With this in mind, you might justifiably expect this experience to make Mike Corbin swear off motorcycles. It is what a non-rider might think, after all, since it seems so clearly to prove our vulnerability to the whims of lunatics or the winds of fate. Yet nothing could be farther from the truth. When I called Mike in his hospital room, almost the first thing he told me was that he intended to ride again as soon as he was fit, that such a crazy occurrence was simply a “bad afternoon’’—a price to be paid for a life full of incomparably good afternoons of riding. He wanted to ensure that nobody concluded that the correct response to such an accident was to stop riding.

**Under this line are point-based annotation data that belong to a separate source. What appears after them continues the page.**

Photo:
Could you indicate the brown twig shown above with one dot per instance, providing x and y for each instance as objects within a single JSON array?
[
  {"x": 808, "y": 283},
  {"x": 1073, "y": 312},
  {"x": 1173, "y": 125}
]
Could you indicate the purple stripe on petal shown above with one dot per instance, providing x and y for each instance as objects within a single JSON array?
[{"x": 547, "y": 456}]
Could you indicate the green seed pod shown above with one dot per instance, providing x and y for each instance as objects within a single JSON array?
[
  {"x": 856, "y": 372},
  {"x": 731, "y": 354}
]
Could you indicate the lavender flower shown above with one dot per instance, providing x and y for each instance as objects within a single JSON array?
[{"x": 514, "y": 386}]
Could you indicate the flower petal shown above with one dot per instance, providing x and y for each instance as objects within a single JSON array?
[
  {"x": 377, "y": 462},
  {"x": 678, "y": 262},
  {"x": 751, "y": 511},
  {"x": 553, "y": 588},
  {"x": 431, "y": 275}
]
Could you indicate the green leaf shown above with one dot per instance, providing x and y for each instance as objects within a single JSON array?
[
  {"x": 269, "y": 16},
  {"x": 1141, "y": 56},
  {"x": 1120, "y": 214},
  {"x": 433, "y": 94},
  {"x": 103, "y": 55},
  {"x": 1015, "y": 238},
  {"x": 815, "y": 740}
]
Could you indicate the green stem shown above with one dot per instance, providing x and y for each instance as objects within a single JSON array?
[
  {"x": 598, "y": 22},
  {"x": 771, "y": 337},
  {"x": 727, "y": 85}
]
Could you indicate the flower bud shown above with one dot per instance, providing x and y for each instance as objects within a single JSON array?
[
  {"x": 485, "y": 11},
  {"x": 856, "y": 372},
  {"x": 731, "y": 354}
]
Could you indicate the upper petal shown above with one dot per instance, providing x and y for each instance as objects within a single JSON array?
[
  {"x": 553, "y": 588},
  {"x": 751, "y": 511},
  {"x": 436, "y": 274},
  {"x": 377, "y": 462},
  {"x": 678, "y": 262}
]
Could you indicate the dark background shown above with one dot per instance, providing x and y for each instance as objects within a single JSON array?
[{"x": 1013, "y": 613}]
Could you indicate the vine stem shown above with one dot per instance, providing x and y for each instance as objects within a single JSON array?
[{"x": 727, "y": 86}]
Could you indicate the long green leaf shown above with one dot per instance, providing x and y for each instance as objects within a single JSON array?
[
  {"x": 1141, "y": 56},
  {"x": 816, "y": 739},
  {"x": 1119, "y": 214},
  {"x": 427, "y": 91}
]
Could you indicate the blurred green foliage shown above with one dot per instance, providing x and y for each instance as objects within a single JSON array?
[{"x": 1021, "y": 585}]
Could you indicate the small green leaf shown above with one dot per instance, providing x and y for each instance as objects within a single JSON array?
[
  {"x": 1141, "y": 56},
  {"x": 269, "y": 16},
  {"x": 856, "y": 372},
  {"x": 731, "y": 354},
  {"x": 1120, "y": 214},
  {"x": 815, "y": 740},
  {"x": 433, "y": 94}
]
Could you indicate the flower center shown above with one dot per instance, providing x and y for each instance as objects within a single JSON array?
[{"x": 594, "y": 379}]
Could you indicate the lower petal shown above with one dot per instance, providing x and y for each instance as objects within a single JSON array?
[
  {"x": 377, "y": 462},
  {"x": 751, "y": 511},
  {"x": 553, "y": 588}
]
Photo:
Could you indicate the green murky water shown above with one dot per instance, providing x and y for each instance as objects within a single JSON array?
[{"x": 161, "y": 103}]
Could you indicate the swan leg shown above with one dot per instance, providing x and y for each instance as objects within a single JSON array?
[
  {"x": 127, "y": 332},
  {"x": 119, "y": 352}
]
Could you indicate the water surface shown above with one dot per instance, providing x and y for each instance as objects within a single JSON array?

You don’t need to know that Mike is the head honcho of Corbin Saddles in Watsonville, California, to think that his view is extraordinary. Even if you assume he has a vested interest in motorcycles for his profession’s sake, a non-rider can be expected to think that Mike’s willingness to ride again makes him either as crazy as the guy who rammed him or a particularly dim bulb who doesn’t learn from his mistakes.
Neither, of course, is correct. Mike is a motorcyclist. Not just someone who rides motorcycles, but a motorcyclist. In the infinite variety of ways we humans have devised of slicing up our societies, that means, among other things, that he has decided to enjoy life as it is, rather than as it might be. A motorcyclist is the consummate optimist, someone who relishes the uncertainty of the moment rather than fears it. Most of us choose to ignore this inner meaning of what we do when we swing a leg over a bike and ride into the open. But whether we decide to pay attention to this aspect of riding or not, it is there. And our willingness to continue riding usually depends upon the ongoing calculation we make that the rewards are worth the risk.
A lot of people won't like the brutality of that truth. But it doesn’t bother Mike Corbin. Even in his hospital bed, he’s already looking forward to more good afternoons everywhere he rides. Including Daly City.